Tuesday, March 15, 2011

Glenn Garvin on the NPR Scandal

From the Miami Herald:
If just 2 percent of NPR’s money comes from the government, why not just tell Congress to take a flying frack at a rolling doughnut? Two percent, heck, you could make that up on doughnuts. Tens of millions of Americans have taken hits of more than 2 percent in this economy and lived to tell about it. And think of the inner tranquility that 2 percent nip and tuck would buy: Nobody from NPR would ever again have to listen to some braying reactionary complaining that NPR has more practicing witches on its staff than Republicans. (Even if it’s true: NPR reporter Margot Adler is a Wiccan high priestess, while any registered Republicans on the staff remain deeply closeted.)

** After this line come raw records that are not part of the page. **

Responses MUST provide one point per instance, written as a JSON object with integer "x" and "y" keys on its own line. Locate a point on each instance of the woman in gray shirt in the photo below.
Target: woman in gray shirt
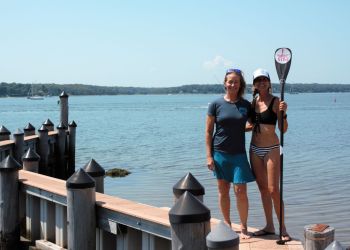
{"x": 226, "y": 154}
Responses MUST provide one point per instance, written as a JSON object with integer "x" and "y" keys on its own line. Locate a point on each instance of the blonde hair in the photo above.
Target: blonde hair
{"x": 241, "y": 79}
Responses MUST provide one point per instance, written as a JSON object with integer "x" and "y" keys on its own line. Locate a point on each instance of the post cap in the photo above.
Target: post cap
{"x": 9, "y": 164}
{"x": 18, "y": 132}
{"x": 335, "y": 245}
{"x": 48, "y": 122}
{"x": 61, "y": 125}
{"x": 29, "y": 127}
{"x": 30, "y": 155}
{"x": 188, "y": 183}
{"x": 4, "y": 130}
{"x": 188, "y": 209}
{"x": 72, "y": 124}
{"x": 43, "y": 129}
{"x": 63, "y": 94}
{"x": 222, "y": 236}
{"x": 80, "y": 180}
{"x": 94, "y": 169}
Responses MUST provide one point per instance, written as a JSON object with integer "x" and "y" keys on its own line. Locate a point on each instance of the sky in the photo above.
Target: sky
{"x": 171, "y": 43}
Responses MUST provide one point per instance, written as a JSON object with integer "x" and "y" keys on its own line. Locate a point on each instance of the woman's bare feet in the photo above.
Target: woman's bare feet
{"x": 286, "y": 237}
{"x": 244, "y": 234}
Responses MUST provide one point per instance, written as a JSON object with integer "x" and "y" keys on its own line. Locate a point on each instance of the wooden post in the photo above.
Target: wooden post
{"x": 318, "y": 240}
{"x": 32, "y": 218}
{"x": 49, "y": 125}
{"x": 81, "y": 211}
{"x": 47, "y": 220}
{"x": 61, "y": 168}
{"x": 4, "y": 133}
{"x": 9, "y": 209}
{"x": 71, "y": 147}
{"x": 29, "y": 130}
{"x": 18, "y": 137}
{"x": 31, "y": 161}
{"x": 335, "y": 245}
{"x": 97, "y": 173}
{"x": 188, "y": 183}
{"x": 61, "y": 225}
{"x": 222, "y": 237}
{"x": 190, "y": 223}
{"x": 43, "y": 150}
{"x": 64, "y": 108}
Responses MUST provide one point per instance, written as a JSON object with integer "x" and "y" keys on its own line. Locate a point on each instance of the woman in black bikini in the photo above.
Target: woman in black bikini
{"x": 265, "y": 148}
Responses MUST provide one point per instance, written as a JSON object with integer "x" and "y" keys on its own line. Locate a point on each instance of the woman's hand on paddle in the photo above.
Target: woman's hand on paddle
{"x": 283, "y": 106}
{"x": 210, "y": 163}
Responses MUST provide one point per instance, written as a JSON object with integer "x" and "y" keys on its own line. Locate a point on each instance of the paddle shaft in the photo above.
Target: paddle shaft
{"x": 281, "y": 219}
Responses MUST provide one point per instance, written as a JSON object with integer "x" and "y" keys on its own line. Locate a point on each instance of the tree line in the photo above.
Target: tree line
{"x": 51, "y": 89}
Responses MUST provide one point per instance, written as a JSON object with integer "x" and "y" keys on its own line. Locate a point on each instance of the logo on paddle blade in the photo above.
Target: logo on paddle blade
{"x": 283, "y": 56}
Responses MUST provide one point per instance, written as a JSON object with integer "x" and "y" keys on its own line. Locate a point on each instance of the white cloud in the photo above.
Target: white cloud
{"x": 218, "y": 61}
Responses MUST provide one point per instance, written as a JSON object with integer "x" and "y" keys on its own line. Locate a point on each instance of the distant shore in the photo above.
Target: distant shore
{"x": 51, "y": 89}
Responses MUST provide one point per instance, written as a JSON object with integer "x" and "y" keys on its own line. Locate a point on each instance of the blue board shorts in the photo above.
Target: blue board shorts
{"x": 232, "y": 168}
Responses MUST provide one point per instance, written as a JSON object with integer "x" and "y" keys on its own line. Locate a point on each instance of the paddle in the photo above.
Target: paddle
{"x": 283, "y": 59}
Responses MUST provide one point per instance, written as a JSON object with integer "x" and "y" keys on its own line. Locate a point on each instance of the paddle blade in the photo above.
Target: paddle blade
{"x": 283, "y": 59}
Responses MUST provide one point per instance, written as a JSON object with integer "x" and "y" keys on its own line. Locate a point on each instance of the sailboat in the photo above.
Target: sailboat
{"x": 33, "y": 96}
{"x": 293, "y": 92}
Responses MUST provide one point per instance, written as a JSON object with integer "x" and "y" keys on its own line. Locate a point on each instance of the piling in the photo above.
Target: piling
{"x": 72, "y": 127}
{"x": 222, "y": 237}
{"x": 97, "y": 173}
{"x": 4, "y": 133}
{"x": 49, "y": 125}
{"x": 81, "y": 211}
{"x": 9, "y": 209}
{"x": 43, "y": 150}
{"x": 31, "y": 161}
{"x": 335, "y": 245}
{"x": 315, "y": 240}
{"x": 191, "y": 184}
{"x": 190, "y": 223}
{"x": 64, "y": 108}
{"x": 29, "y": 130}
{"x": 18, "y": 138}
{"x": 61, "y": 169}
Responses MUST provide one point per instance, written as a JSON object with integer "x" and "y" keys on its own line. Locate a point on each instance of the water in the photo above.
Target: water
{"x": 161, "y": 138}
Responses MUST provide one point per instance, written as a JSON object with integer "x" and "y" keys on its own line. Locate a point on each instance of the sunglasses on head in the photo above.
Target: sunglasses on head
{"x": 237, "y": 71}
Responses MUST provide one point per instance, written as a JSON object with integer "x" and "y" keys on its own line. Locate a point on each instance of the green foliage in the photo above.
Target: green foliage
{"x": 51, "y": 89}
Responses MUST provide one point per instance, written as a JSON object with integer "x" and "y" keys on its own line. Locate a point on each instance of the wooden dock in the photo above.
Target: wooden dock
{"x": 52, "y": 213}
{"x": 113, "y": 210}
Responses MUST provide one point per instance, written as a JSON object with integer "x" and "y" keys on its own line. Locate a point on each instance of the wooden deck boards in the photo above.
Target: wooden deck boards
{"x": 147, "y": 212}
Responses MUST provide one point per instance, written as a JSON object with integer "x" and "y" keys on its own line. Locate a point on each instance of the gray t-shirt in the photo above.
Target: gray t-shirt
{"x": 230, "y": 122}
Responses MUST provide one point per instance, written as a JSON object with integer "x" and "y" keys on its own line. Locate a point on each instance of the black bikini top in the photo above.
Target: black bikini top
{"x": 266, "y": 117}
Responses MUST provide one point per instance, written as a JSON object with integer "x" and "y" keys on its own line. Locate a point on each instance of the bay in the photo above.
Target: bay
{"x": 160, "y": 138}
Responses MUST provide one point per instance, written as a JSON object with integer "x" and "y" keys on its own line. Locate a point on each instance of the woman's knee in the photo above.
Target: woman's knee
{"x": 224, "y": 188}
{"x": 241, "y": 191}
{"x": 274, "y": 192}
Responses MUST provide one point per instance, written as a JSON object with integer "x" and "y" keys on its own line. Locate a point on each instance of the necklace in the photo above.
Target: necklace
{"x": 229, "y": 100}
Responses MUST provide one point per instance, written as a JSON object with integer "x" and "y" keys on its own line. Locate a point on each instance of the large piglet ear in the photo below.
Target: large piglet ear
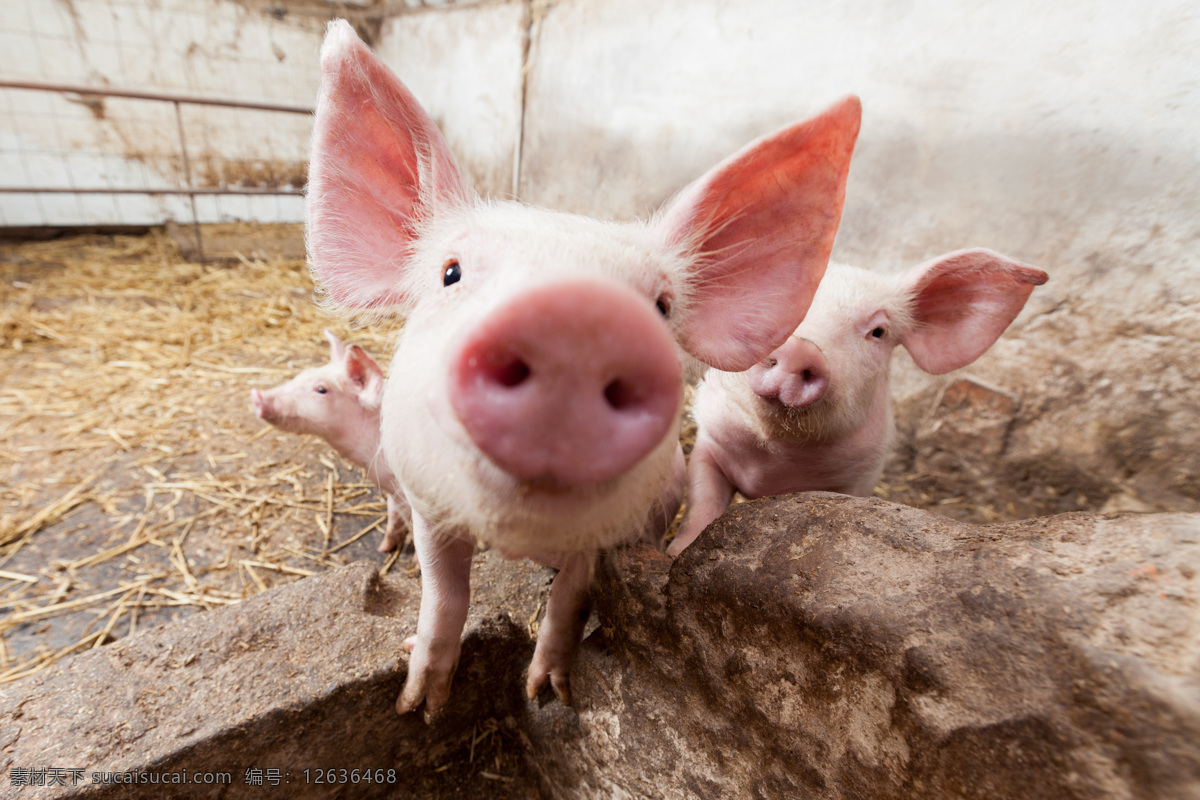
{"x": 961, "y": 302}
{"x": 761, "y": 226}
{"x": 378, "y": 166}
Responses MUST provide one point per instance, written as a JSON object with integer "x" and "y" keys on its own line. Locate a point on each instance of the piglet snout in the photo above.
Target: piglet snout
{"x": 796, "y": 374}
{"x": 574, "y": 382}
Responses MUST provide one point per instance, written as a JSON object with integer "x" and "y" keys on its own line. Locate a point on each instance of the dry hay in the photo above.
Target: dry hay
{"x": 136, "y": 479}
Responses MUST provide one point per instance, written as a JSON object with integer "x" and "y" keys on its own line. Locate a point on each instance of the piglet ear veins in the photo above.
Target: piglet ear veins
{"x": 761, "y": 227}
{"x": 961, "y": 302}
{"x": 378, "y": 166}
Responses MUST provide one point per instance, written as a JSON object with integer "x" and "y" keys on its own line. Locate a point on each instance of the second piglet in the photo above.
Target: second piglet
{"x": 544, "y": 353}
{"x": 816, "y": 415}
{"x": 340, "y": 403}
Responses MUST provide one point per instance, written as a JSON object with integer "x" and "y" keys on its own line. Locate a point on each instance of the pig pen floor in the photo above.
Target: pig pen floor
{"x": 136, "y": 483}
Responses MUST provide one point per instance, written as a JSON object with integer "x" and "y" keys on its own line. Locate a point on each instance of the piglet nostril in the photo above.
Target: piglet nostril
{"x": 621, "y": 395}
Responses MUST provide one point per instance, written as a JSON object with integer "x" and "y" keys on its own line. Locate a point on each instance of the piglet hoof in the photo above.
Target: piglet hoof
{"x": 430, "y": 672}
{"x": 391, "y": 540}
{"x": 558, "y": 677}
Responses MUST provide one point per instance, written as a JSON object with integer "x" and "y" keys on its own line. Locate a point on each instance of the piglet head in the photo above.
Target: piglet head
{"x": 544, "y": 353}
{"x": 829, "y": 379}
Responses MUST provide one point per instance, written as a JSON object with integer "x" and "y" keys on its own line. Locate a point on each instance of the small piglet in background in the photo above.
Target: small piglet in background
{"x": 340, "y": 403}
{"x": 816, "y": 415}
{"x": 544, "y": 354}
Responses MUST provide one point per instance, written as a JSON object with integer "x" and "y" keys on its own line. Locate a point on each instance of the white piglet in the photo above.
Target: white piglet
{"x": 816, "y": 415}
{"x": 544, "y": 353}
{"x": 340, "y": 403}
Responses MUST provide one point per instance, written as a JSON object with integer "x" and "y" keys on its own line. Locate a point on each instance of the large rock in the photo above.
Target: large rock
{"x": 828, "y": 647}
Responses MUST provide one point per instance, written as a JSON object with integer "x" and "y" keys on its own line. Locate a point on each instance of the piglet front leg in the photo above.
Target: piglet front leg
{"x": 708, "y": 494}
{"x": 445, "y": 594}
{"x": 567, "y": 613}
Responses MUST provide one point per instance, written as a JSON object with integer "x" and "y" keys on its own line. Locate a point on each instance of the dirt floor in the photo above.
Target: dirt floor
{"x": 136, "y": 482}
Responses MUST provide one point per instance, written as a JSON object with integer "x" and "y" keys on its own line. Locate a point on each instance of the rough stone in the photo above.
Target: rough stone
{"x": 813, "y": 645}
{"x": 828, "y": 647}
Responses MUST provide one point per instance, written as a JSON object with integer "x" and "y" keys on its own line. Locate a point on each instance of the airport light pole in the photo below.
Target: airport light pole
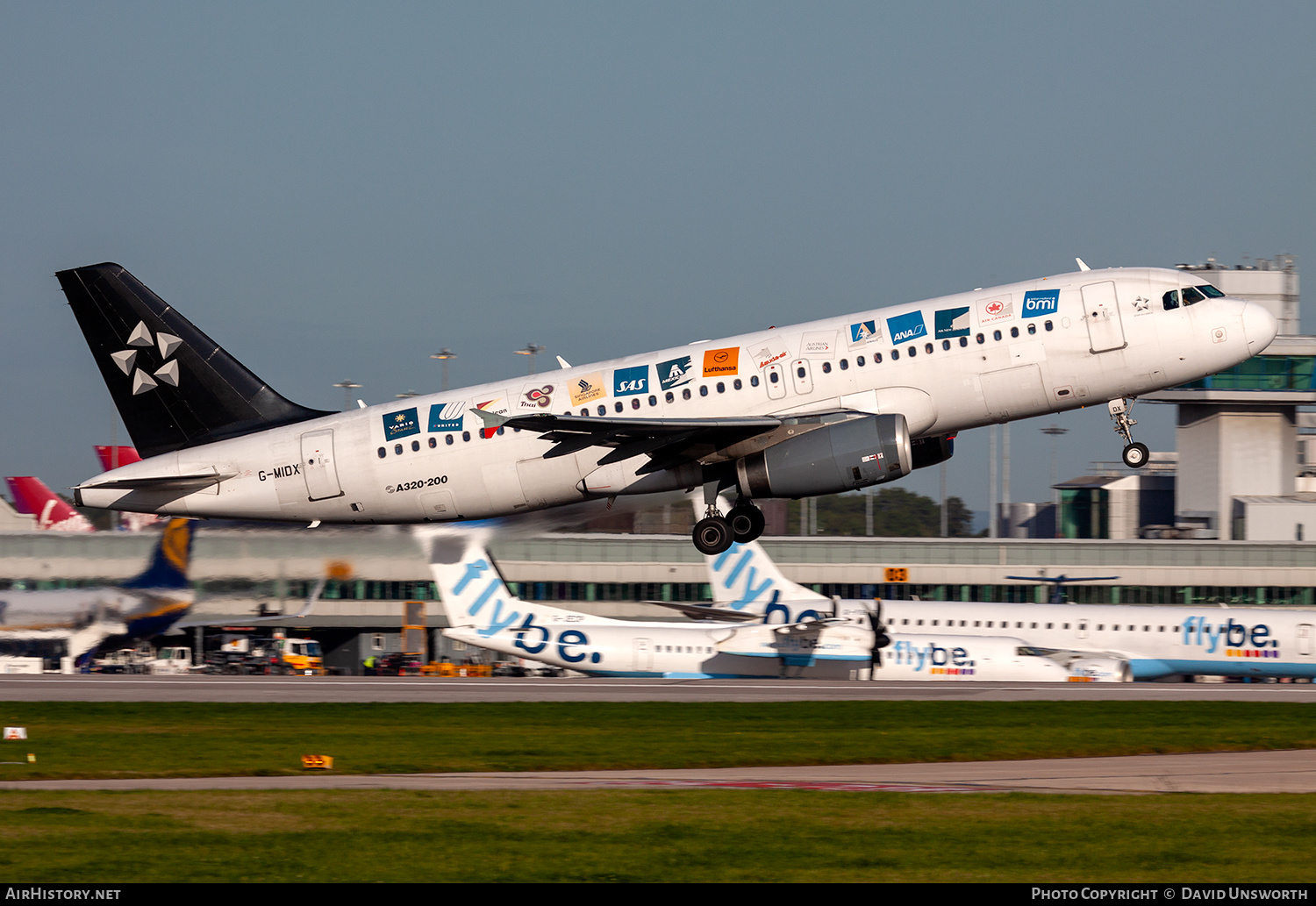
{"x": 444, "y": 355}
{"x": 1055, "y": 432}
{"x": 531, "y": 350}
{"x": 347, "y": 387}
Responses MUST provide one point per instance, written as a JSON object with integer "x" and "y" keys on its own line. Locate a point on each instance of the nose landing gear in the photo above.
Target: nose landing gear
{"x": 1134, "y": 453}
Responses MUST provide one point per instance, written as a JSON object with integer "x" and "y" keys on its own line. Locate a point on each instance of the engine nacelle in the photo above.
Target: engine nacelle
{"x": 826, "y": 460}
{"x": 1100, "y": 669}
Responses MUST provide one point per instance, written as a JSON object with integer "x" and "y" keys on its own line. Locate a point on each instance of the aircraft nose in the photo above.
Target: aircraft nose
{"x": 1260, "y": 326}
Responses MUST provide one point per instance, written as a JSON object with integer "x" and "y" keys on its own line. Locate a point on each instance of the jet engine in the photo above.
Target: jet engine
{"x": 826, "y": 460}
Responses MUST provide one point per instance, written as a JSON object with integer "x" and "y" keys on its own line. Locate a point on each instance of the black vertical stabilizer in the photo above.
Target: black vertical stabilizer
{"x": 173, "y": 384}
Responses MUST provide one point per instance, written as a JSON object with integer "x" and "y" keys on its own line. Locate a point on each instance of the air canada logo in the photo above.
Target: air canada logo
{"x": 141, "y": 339}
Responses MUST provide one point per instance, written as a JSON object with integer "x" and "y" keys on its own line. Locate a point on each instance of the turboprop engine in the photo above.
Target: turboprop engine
{"x": 826, "y": 460}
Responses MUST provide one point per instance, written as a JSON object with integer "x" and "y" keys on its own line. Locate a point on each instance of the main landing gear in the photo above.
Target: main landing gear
{"x": 715, "y": 532}
{"x": 1134, "y": 453}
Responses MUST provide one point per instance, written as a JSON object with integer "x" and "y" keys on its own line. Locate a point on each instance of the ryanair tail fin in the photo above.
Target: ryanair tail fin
{"x": 170, "y": 560}
{"x": 173, "y": 386}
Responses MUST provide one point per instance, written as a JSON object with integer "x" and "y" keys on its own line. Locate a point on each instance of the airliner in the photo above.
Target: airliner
{"x": 820, "y": 408}
{"x": 1141, "y": 642}
{"x": 483, "y": 611}
{"x": 79, "y": 621}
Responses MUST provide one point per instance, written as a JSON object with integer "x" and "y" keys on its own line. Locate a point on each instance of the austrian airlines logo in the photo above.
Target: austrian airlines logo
{"x": 141, "y": 339}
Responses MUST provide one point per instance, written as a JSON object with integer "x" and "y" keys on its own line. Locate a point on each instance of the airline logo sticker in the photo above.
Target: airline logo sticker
{"x": 447, "y": 416}
{"x": 721, "y": 362}
{"x": 141, "y": 339}
{"x": 587, "y": 389}
{"x": 952, "y": 323}
{"x": 865, "y": 332}
{"x": 819, "y": 345}
{"x": 997, "y": 310}
{"x": 628, "y": 382}
{"x": 907, "y": 326}
{"x": 402, "y": 424}
{"x": 768, "y": 354}
{"x": 1041, "y": 302}
{"x": 674, "y": 373}
{"x": 497, "y": 407}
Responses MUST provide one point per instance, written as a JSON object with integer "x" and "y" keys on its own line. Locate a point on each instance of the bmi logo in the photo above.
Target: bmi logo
{"x": 141, "y": 339}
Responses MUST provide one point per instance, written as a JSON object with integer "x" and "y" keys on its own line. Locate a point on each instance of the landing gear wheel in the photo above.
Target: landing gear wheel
{"x": 747, "y": 522}
{"x": 712, "y": 535}
{"x": 1136, "y": 455}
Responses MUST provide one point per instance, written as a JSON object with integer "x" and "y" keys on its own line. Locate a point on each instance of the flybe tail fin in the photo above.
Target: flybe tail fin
{"x": 170, "y": 559}
{"x": 745, "y": 579}
{"x": 173, "y": 386}
{"x": 33, "y": 497}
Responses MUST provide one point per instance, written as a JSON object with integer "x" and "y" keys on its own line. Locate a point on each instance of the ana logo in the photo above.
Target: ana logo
{"x": 141, "y": 339}
{"x": 907, "y": 326}
{"x": 402, "y": 424}
{"x": 628, "y": 382}
{"x": 537, "y": 397}
{"x": 674, "y": 373}
{"x": 1041, "y": 302}
{"x": 447, "y": 416}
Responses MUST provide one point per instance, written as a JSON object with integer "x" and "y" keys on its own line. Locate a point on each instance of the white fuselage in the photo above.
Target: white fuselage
{"x": 945, "y": 365}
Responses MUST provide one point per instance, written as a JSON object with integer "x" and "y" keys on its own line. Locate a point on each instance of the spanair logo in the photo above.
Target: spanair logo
{"x": 865, "y": 332}
{"x": 142, "y": 339}
{"x": 629, "y": 382}
{"x": 997, "y": 310}
{"x": 952, "y": 323}
{"x": 907, "y": 326}
{"x": 674, "y": 373}
{"x": 1041, "y": 302}
{"x": 537, "y": 397}
{"x": 402, "y": 424}
{"x": 447, "y": 416}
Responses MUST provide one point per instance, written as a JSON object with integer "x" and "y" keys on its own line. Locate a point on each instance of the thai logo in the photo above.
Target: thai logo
{"x": 537, "y": 397}
{"x": 907, "y": 326}
{"x": 674, "y": 373}
{"x": 628, "y": 382}
{"x": 1041, "y": 302}
{"x": 402, "y": 424}
{"x": 141, "y": 339}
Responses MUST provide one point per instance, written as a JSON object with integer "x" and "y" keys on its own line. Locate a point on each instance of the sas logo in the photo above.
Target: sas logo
{"x": 907, "y": 326}
{"x": 587, "y": 389}
{"x": 141, "y": 339}
{"x": 537, "y": 397}
{"x": 1041, "y": 302}
{"x": 402, "y": 424}
{"x": 997, "y": 310}
{"x": 865, "y": 332}
{"x": 674, "y": 373}
{"x": 721, "y": 362}
{"x": 952, "y": 323}
{"x": 628, "y": 382}
{"x": 447, "y": 416}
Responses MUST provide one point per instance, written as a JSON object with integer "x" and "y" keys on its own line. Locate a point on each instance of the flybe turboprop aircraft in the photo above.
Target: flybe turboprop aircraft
{"x": 1098, "y": 640}
{"x": 820, "y": 408}
{"x": 482, "y": 610}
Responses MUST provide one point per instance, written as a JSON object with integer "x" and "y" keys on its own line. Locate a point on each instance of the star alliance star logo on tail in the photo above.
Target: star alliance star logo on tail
{"x": 141, "y": 339}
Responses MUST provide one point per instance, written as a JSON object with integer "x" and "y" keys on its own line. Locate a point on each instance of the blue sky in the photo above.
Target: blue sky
{"x": 339, "y": 189}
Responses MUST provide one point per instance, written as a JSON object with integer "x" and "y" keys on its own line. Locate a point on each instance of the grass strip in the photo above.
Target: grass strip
{"x": 186, "y": 739}
{"x": 647, "y": 835}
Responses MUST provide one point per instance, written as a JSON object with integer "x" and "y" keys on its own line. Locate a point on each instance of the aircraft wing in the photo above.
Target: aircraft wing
{"x": 668, "y": 441}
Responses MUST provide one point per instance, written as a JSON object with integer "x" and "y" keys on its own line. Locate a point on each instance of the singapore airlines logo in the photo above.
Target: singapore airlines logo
{"x": 141, "y": 339}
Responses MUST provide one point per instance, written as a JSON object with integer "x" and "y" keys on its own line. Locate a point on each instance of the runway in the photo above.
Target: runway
{"x": 433, "y": 689}
{"x": 1205, "y": 772}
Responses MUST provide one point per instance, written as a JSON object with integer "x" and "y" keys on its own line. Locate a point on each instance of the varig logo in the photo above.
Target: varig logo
{"x": 141, "y": 339}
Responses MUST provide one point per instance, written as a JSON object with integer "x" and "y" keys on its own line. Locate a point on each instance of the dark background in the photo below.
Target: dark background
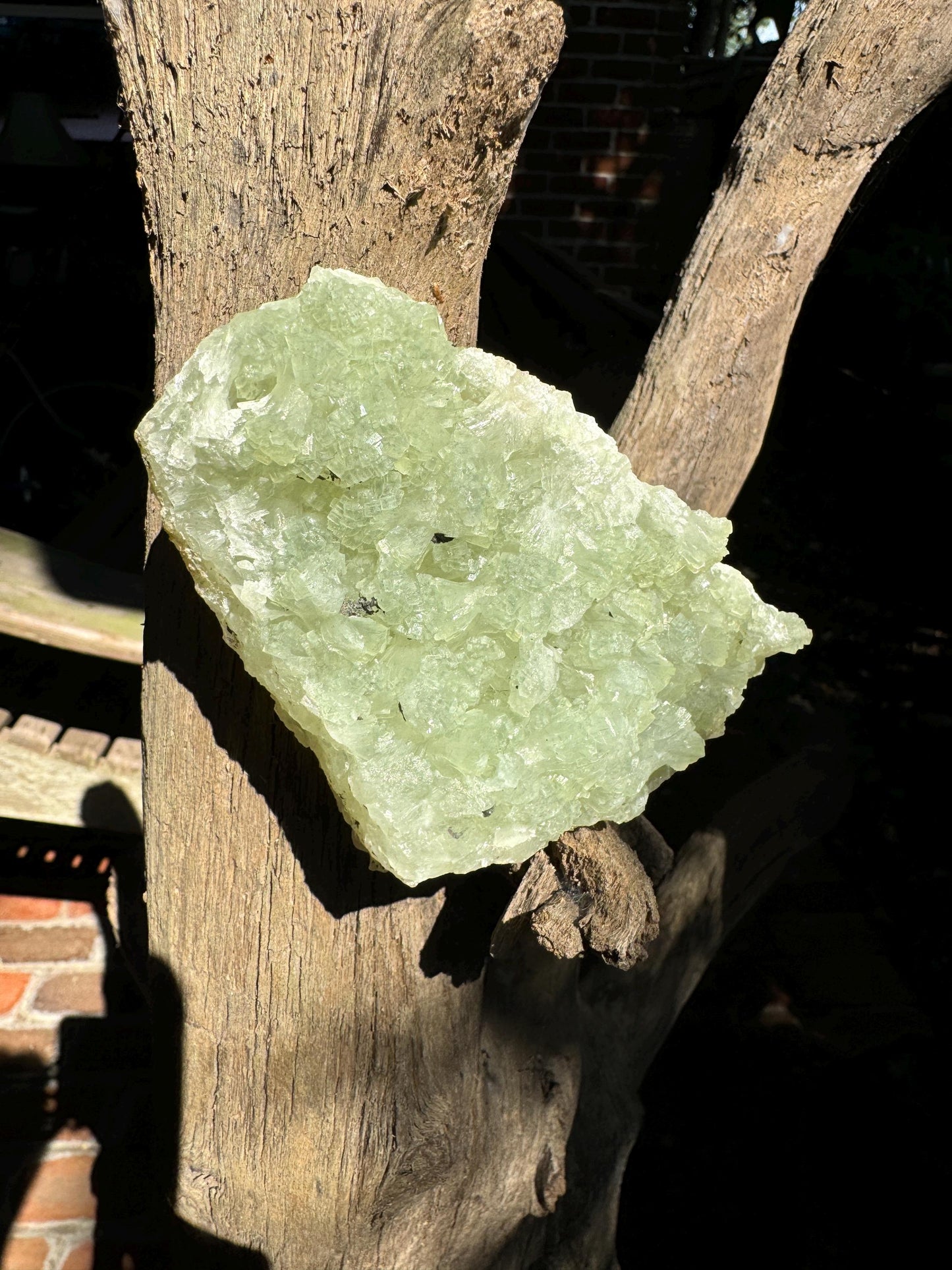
{"x": 797, "y": 1114}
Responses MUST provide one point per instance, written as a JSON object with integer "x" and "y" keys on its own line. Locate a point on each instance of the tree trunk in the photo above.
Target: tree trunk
{"x": 360, "y": 1087}
{"x": 848, "y": 78}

The answer: NPR gets a lot more than 2 percent of its budget from taxpayers — perhaps 20 times that. It’s completely a creature of government subsidies and cannot possibly survive in anything like its current form if Congress plucks public broadcasting from the federal teat. NPR’s real costs are hidden in a system of back-and-forth payments quaintly known along the Bogota-Miami axis as “money-laundering.”

Here’s how it works: Congress gives money to the Corporation for Public Broadcasting, which cuts off a small slice — the hallowed 2 percent — and hands it directly to NPR. The rest of the money goes out to public radio stations themselves, who then pay it back to NPR as programming fees. Other taxpayer money — from the Energy Department, state and local governments and state universities — also gets mixed into the pot.

In the end, something close to 40 percent of NPR’s budget has been extracted from taxpayers. And that doesn’t even include tax money spent on the operations of the radio stations themselves, without which there would be no audience for NPR programming. If NPR bosses look slightly twitchy when they talk about how insignificant their subsidies are, it’s probably because they’re glancing around for signs that the roof is about to fall in on them.